The Quechee decision is often cited as a precedent to determine whether a
project will have an undue adverse impact on the area for which it is
proposed. It includes several specific questions that must be answered,
such as whether the project violates a 'clear, written community
standard intended to preserve the aesthetics or scenic beauty of an
area,' and whether a project offends the sensibilities of an average
person because it is out of character with the surroundings.
VERY DISCONCERTING
Caffry comes back to the court's reliance on the Scenic Byway
Designation as part of its denial of the project and writes: "The
court's apparent reliance on Vermont Byway/Scenic Highway designation is
very disconcerting. The actual Mad River Byway, designated by the
Vermont Transportation Board on February 17, 2006, cannot be considered
by the court as a 'clear written community standard' under Criterion 8.

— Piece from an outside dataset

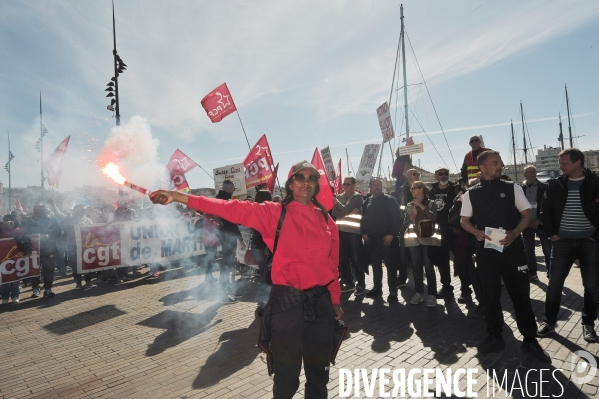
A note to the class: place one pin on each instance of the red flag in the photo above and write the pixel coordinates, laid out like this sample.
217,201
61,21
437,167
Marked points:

This is contrary to both Vermont Scenic Roads statute and the Vermont
Byways Manual. The program manual could not be any clearer that the
Byway designation is 'not intended to be used in an Act 250 hearing.'"
Regarding the standard of offending the sensibilities of the average
person, Caffry returns to the noise level at the edge of the property,
which he argues will not exceed the background traffic noises and asks
that the court explain how that could be offensive or shocking to the
average person.
He also cites a Vermont Environmental Board ruling form 2005 where the
board (which became the Vermont Environmental Court) found that "because
[the applicant] has no control over the noise created by passing
vehicles and aircraft, the board believes it is reasonable to establish a
maximum average noise level, rather than a maximum noise level."